The site creates huge 64-character passwords but, since they're completely random, you could easily take the first 8 (or however many) characters for a less secure but "as random as possible" password.
EDIT: from your later answers I see you need something more like a GUID than a password, so this probably isn't what you want...
I do believe that part of your issue is that you are trying to us a singular function for two separate uses... passwords and transaction_id
these really are two different problem areas and it really is not best to try to address them together.
I recently wanted a quick and simple random unique key so I did the following:
$ukey = dechex(time()) . crypt( time() . md5(microtime() + mt_rand(0, 100000)) );
So, basically, I get the unix time in seconds and add a random md5 string generated from time + random number. It's not the best, but for low frequency requests it is pretty good. It's fast and works.

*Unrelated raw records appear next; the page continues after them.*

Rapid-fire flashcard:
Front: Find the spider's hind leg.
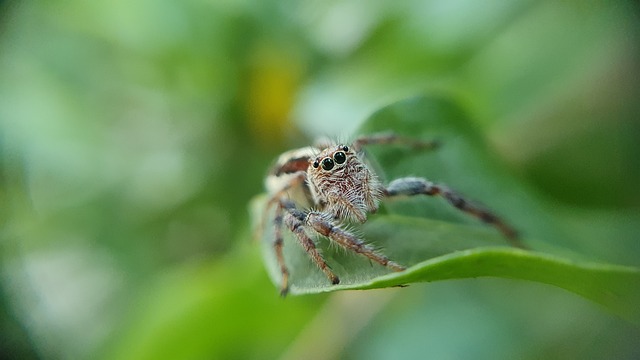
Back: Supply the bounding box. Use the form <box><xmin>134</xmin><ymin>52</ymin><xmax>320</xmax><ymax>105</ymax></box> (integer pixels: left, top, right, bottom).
<box><xmin>385</xmin><ymin>177</ymin><xmax>527</xmax><ymax>249</ymax></box>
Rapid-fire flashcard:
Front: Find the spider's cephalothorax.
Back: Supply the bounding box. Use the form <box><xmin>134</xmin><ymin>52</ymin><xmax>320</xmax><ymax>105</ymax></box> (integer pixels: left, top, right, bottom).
<box><xmin>307</xmin><ymin>145</ymin><xmax>384</xmax><ymax>223</ymax></box>
<box><xmin>263</xmin><ymin>133</ymin><xmax>522</xmax><ymax>295</ymax></box>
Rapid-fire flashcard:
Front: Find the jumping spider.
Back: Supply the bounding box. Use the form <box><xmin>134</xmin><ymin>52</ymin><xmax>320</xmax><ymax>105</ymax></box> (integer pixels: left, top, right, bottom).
<box><xmin>263</xmin><ymin>133</ymin><xmax>521</xmax><ymax>296</ymax></box>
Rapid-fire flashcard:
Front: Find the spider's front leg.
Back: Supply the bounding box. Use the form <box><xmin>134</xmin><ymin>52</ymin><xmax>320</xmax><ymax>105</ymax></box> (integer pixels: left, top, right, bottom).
<box><xmin>385</xmin><ymin>177</ymin><xmax>527</xmax><ymax>249</ymax></box>
<box><xmin>275</xmin><ymin>200</ymin><xmax>340</xmax><ymax>296</ymax></box>
<box><xmin>286</xmin><ymin>200</ymin><xmax>406</xmax><ymax>270</ymax></box>
<box><xmin>281</xmin><ymin>200</ymin><xmax>406</xmax><ymax>294</ymax></box>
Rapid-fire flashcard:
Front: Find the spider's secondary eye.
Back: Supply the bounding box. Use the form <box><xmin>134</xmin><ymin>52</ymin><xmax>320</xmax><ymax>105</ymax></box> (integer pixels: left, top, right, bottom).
<box><xmin>333</xmin><ymin>151</ymin><xmax>347</xmax><ymax>164</ymax></box>
<box><xmin>322</xmin><ymin>158</ymin><xmax>333</xmax><ymax>170</ymax></box>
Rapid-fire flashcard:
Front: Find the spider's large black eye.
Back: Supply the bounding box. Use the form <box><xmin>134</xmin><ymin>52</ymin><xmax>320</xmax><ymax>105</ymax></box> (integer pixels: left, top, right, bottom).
<box><xmin>322</xmin><ymin>158</ymin><xmax>333</xmax><ymax>170</ymax></box>
<box><xmin>333</xmin><ymin>151</ymin><xmax>347</xmax><ymax>164</ymax></box>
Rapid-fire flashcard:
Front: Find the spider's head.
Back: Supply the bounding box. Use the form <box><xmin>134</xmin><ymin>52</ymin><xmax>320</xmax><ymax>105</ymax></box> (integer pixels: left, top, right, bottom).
<box><xmin>311</xmin><ymin>145</ymin><xmax>355</xmax><ymax>174</ymax></box>
<box><xmin>307</xmin><ymin>145</ymin><xmax>382</xmax><ymax>222</ymax></box>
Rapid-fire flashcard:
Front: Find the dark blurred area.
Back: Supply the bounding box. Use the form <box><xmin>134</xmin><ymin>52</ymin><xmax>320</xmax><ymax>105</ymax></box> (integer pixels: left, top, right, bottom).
<box><xmin>0</xmin><ymin>0</ymin><xmax>640</xmax><ymax>359</ymax></box>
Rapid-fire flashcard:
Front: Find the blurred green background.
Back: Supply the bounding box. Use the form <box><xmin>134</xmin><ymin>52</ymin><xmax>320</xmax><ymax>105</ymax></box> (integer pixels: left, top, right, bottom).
<box><xmin>0</xmin><ymin>0</ymin><xmax>640</xmax><ymax>359</ymax></box>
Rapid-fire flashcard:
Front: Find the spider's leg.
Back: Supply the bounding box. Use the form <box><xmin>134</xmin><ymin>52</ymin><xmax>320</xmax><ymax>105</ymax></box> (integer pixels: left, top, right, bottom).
<box><xmin>262</xmin><ymin>171</ymin><xmax>307</xmax><ymax>239</ymax></box>
<box><xmin>352</xmin><ymin>132</ymin><xmax>440</xmax><ymax>151</ymax></box>
<box><xmin>289</xmin><ymin>201</ymin><xmax>405</xmax><ymax>271</ymax></box>
<box><xmin>273</xmin><ymin>201</ymin><xmax>289</xmax><ymax>296</ymax></box>
<box><xmin>385</xmin><ymin>177</ymin><xmax>527</xmax><ymax>248</ymax></box>
<box><xmin>282</xmin><ymin>200</ymin><xmax>340</xmax><ymax>295</ymax></box>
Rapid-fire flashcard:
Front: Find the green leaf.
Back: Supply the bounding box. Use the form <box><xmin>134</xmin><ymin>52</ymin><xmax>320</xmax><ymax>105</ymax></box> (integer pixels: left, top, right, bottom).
<box><xmin>252</xmin><ymin>97</ymin><xmax>640</xmax><ymax>322</ymax></box>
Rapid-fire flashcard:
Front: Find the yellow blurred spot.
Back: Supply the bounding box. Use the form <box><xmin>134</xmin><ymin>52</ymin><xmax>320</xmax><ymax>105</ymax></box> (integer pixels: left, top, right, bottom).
<box><xmin>247</xmin><ymin>45</ymin><xmax>304</xmax><ymax>146</ymax></box>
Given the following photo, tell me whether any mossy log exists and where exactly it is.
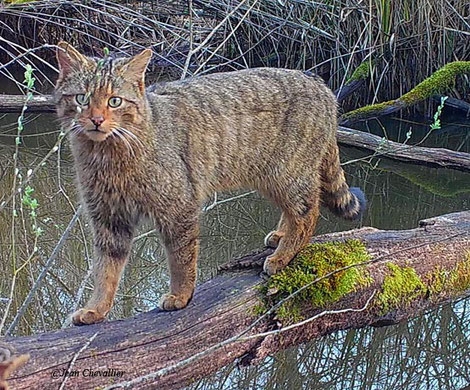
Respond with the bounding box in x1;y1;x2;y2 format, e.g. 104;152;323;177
340;61;470;126
0;95;55;113
4;211;470;390
335;60;374;103
338;126;470;172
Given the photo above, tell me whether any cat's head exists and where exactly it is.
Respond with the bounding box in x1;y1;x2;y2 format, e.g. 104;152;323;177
55;42;152;142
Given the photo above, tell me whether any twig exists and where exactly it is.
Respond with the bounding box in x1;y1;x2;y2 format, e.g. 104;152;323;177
104;230;468;390
59;332;99;390
6;206;82;335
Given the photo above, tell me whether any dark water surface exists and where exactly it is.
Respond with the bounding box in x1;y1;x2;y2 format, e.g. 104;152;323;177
0;101;470;389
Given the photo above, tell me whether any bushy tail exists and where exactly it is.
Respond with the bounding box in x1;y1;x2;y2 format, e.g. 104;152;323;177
321;143;366;220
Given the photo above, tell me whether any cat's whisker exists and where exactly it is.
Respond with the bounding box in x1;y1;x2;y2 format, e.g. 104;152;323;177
119;127;144;152
112;127;135;157
119;127;144;148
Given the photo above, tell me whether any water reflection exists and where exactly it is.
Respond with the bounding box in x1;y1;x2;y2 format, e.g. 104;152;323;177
188;300;470;390
0;115;470;389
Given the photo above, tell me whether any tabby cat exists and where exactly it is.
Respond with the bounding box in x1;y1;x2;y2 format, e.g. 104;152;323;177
55;42;365;325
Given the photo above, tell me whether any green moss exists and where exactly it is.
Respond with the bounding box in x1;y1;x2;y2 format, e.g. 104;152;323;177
260;240;371;322
377;263;427;313
341;100;396;120
341;61;470;121
400;61;470;105
346;61;374;84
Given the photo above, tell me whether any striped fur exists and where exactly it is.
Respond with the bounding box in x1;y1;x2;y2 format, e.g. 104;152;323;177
321;144;366;221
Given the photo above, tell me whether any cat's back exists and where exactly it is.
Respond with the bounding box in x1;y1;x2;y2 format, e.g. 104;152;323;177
148;68;336;110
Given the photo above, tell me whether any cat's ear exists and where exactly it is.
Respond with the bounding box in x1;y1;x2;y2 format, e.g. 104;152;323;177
121;49;152;93
56;41;89;81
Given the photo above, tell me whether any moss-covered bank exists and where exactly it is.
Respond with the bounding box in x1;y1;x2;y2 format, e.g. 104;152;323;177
341;61;470;123
257;240;371;323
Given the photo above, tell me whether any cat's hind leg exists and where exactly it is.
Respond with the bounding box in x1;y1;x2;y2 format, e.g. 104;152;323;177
160;221;199;310
263;183;319;275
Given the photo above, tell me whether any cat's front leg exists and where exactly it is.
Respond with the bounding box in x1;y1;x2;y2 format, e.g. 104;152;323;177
160;221;199;310
72;221;133;325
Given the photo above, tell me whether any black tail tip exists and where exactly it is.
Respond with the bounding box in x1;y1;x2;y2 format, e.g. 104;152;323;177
349;187;367;220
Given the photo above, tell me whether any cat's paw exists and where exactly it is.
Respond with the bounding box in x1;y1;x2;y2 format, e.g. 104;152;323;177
159;294;189;310
263;255;289;276
72;309;105;326
264;230;284;248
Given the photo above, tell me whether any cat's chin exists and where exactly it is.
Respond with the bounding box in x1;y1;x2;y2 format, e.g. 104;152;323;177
85;130;111;142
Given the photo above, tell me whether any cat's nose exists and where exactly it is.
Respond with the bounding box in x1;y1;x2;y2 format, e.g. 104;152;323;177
90;116;104;127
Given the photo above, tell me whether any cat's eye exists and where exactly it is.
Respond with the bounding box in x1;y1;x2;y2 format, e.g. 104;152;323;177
108;96;122;108
75;93;89;106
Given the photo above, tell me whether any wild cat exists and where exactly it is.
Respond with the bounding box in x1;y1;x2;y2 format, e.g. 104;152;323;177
55;42;365;325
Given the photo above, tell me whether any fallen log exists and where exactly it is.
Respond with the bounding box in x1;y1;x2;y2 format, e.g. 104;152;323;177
0;95;470;171
338;126;470;171
4;211;470;390
340;61;470;126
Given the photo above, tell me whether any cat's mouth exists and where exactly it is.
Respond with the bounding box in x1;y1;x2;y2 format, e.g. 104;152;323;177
87;128;106;134
86;127;109;142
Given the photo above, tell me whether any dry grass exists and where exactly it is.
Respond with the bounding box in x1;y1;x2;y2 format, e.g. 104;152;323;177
0;0;470;106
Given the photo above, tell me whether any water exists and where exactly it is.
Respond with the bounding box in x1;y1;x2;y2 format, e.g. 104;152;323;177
0;97;470;389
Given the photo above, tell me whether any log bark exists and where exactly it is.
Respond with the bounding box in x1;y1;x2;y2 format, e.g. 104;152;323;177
338;126;470;171
0;95;470;171
5;211;470;390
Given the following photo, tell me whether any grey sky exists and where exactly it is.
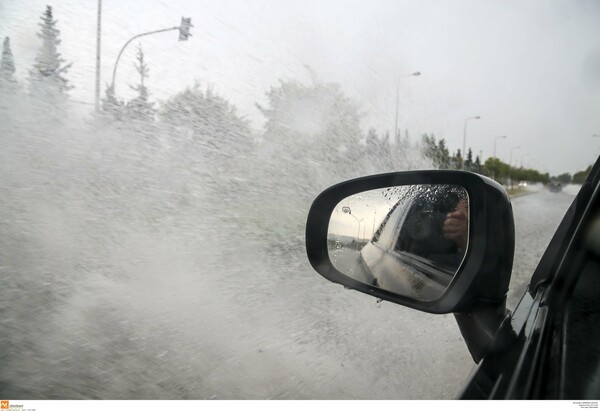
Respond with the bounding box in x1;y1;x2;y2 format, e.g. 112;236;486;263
0;0;600;174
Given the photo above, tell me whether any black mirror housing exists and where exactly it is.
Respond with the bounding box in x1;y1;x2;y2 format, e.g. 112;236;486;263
306;170;515;314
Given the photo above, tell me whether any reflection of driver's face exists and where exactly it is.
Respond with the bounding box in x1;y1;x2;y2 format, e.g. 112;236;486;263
442;198;469;252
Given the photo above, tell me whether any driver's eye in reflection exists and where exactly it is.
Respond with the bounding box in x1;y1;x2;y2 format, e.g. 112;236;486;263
442;198;469;253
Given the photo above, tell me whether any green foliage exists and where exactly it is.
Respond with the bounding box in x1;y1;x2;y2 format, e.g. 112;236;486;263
422;134;452;170
29;6;73;107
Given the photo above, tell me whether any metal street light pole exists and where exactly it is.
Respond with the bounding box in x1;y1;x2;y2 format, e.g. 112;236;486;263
494;136;506;158
508;146;521;188
394;71;421;141
462;116;481;170
110;17;193;94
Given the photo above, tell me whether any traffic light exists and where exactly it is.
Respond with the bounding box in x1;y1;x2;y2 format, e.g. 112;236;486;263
179;17;194;41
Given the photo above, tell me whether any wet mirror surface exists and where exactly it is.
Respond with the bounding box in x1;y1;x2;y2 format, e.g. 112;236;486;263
328;185;469;300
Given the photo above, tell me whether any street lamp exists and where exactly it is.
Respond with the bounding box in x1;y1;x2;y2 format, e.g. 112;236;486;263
110;17;194;95
494;136;506;158
394;71;421;141
462;116;481;170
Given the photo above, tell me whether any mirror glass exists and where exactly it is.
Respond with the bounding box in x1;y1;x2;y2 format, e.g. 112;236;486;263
327;184;469;301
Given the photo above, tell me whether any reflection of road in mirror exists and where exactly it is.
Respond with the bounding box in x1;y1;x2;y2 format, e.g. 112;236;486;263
328;185;469;300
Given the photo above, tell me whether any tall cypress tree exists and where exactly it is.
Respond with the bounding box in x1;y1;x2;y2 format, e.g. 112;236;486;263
29;6;73;104
0;37;17;86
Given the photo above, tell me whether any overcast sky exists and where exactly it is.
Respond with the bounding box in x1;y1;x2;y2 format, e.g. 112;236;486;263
0;0;600;174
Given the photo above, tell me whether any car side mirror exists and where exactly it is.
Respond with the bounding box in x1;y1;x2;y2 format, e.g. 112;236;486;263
306;170;514;313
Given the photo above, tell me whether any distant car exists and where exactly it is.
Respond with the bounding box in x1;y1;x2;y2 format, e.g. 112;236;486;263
306;158;600;400
548;181;562;193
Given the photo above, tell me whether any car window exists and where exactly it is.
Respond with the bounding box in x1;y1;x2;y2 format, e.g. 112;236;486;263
0;0;600;399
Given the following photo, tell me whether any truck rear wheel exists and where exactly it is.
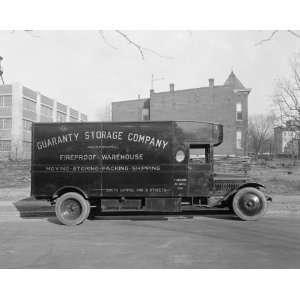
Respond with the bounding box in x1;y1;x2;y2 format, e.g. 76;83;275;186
232;187;267;221
55;192;90;226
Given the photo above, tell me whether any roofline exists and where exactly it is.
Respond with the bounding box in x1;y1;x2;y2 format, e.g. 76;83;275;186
111;97;150;104
32;120;223;126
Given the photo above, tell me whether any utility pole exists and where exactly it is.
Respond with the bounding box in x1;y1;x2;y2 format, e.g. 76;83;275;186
0;56;4;84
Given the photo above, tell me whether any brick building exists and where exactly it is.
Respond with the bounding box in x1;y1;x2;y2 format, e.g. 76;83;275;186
112;72;250;155
0;83;87;159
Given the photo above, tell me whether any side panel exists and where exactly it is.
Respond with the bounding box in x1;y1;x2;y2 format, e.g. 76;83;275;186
32;122;174;198
31;123;102;198
101;122;173;197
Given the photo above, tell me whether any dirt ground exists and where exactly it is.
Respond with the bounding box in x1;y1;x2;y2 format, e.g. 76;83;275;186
248;160;300;196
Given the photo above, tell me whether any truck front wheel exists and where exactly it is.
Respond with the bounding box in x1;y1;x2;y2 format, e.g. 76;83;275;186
232;187;267;221
55;192;90;226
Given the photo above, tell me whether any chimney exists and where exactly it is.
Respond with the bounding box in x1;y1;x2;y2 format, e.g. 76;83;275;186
170;83;175;92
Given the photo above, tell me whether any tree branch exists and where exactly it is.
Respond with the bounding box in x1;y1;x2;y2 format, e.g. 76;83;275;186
287;30;300;39
116;30;145;59
115;30;173;60
98;30;118;50
255;30;279;46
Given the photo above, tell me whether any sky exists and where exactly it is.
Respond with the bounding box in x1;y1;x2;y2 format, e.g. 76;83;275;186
0;30;300;120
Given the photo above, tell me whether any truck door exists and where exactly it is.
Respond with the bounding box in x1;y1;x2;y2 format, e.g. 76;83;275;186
188;145;213;197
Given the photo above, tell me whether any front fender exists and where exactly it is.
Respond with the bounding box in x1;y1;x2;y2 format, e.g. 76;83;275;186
223;181;272;201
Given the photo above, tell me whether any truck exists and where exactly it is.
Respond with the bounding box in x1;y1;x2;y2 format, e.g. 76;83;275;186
31;121;271;225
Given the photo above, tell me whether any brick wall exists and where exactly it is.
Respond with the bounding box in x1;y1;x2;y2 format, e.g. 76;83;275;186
112;73;250;155
112;99;146;121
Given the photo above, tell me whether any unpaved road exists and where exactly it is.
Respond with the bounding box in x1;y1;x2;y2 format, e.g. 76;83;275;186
0;214;300;268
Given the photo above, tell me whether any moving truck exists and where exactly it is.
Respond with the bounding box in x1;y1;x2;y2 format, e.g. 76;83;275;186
31;121;271;225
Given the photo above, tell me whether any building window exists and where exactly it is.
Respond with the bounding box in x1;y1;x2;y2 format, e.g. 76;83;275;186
23;141;31;152
41;105;52;117
236;130;243;149
70;116;79;122
142;108;149;121
0;118;11;129
23;119;32;131
236;102;243;121
0;140;11;152
23;98;36;112
56;111;67;122
0;95;12;107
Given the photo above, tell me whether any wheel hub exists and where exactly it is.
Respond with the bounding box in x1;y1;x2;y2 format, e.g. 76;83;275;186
61;199;82;220
239;193;262;216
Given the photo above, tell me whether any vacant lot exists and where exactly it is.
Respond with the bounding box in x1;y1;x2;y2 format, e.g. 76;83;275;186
248;160;300;195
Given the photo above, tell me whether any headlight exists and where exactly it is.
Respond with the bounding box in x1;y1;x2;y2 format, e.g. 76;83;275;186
176;150;185;162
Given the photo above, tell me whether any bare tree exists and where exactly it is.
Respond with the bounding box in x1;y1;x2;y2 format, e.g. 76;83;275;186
273;54;300;129
248;114;275;158
11;30;173;60
255;30;300;46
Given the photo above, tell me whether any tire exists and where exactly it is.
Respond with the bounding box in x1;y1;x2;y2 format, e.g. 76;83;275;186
232;187;267;221
55;192;90;226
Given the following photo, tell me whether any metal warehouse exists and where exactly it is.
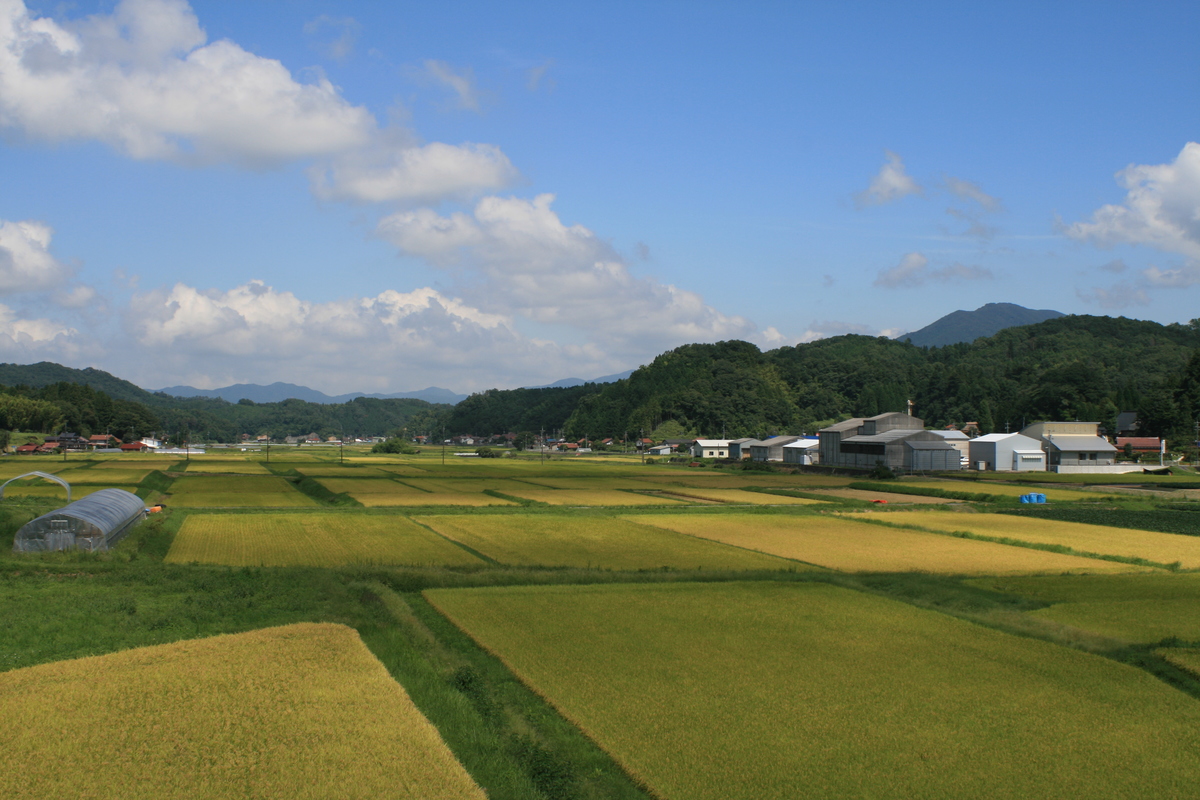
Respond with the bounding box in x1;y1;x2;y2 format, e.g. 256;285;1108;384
12;489;145;553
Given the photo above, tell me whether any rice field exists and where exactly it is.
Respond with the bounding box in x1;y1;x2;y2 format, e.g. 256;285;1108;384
187;458;271;475
661;487;823;506
895;479;1103;503
167;475;317;509
636;513;1138;575
971;572;1200;643
164;512;480;566
499;485;689;507
868;511;1200;570
319;477;516;509
426;582;1200;800
0;624;484;800
419;515;800;570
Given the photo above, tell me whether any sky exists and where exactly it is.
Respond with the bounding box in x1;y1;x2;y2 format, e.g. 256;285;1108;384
0;0;1200;395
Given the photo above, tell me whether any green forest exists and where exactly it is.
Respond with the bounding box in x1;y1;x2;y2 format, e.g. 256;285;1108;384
446;315;1200;440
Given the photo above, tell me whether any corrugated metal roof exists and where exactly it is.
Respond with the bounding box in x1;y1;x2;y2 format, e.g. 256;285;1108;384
1046;433;1117;452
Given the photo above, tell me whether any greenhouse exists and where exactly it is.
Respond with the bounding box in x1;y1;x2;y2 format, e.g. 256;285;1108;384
12;489;145;553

I did a test where I'd generate thousands of keys and then look for repeats, and having about 800 keys per second there were no repetitions, so not bad. I guess it totally depends on mt_rand()
I use it for a survey tracker where we get a submission rate of about 1000 surveys per minute... so for now (crosses fingers) there are no duplicates. Of course, the rate is not constant (we get the submissions at certain times of the day) so this is not fail proof nor the best solution... the tip is using an incremental value as part of the key (in my case, I used time(), but could be better).
Ingoring the crypting part that does not have much to do with creating a unique value I usually use this one:
function GetUniqueValue()
{
static $counter = 0; //initalized only 1st time function is called
return strtr(microtime(), array('.' => '', ' ' => '')) . $counter++;
}
When called in same process $counter is increased so value is always unique in same process.
When called in different processes you must be really unlucky to get 2 microtime() call with the same values, think that microtime() calls usually have different values also when called in same script.
I usually do a random substring (randomize how many chars between 8 an 32, or less for user convenience) or the MD5 of some value I have gotten in, or the time, or some combination. For more randomness I do MD5 of come value (say last name) concatenate that with the time, MD5 it again, then take the random substring. Yes, you could get equal passwords, but its not very likely at all.